South African branded food and healthcare company Tiger Brands is to buy consumer chocolate manufacturer Chococam.
Tiger Brands intend to acquire 74.7% of Cameroon based Chococam from cocoa and chocolate product manufacturer, Barry Callebaut, with the remainder of the shares being held by a number of small private shareholders. The planned acquisition of shares would mean Tiger Brands would take over the entire business including employees.

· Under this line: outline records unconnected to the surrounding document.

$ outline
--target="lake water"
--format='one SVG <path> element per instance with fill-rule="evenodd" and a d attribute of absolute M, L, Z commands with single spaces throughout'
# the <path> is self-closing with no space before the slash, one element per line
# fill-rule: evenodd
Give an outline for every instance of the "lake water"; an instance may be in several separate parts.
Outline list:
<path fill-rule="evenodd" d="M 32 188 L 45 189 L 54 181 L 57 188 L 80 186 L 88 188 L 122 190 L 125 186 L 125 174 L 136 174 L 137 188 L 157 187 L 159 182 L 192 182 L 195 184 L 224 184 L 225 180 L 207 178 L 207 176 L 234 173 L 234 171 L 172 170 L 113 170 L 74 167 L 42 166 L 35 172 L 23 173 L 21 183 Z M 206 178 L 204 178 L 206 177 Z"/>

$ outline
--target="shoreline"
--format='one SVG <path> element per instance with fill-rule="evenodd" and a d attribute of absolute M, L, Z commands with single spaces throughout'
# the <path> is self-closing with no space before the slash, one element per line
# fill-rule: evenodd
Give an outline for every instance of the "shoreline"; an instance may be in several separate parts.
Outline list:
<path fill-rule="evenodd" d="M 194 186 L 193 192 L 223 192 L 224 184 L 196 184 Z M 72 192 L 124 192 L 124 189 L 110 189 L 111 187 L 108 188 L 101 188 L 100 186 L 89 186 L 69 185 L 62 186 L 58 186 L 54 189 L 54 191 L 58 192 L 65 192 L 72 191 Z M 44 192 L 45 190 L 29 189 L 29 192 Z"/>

Chococam employs around 300 people and has annual sales of approximately CFA 18 billion (28 million euro/CHF 45 million).
“This acquisition gives impetus to our strategy to expand our African footprint,” said Peter Matlare, chief executive officer of Tiger Brands. “We are delighted that we will have a presence in Cameroon as there is enormous growth potential in this market.”
“We will remain present in Cameroon through our subsidiary SIC Cacaos in which we have just made important investment,” said Patrick De Maeseneire, chief executive officer of Barry Callebaut.
“Our strategic focus in Africa is on cocoa bean sourcing and cocoa processing and not on consumer chocolate. That is why we have decided to divest the last one of our consumer activities, after having sold our consumer businesses in Senegal and Ivory Coast already.” The deal is expected to complete on 31 July 2008.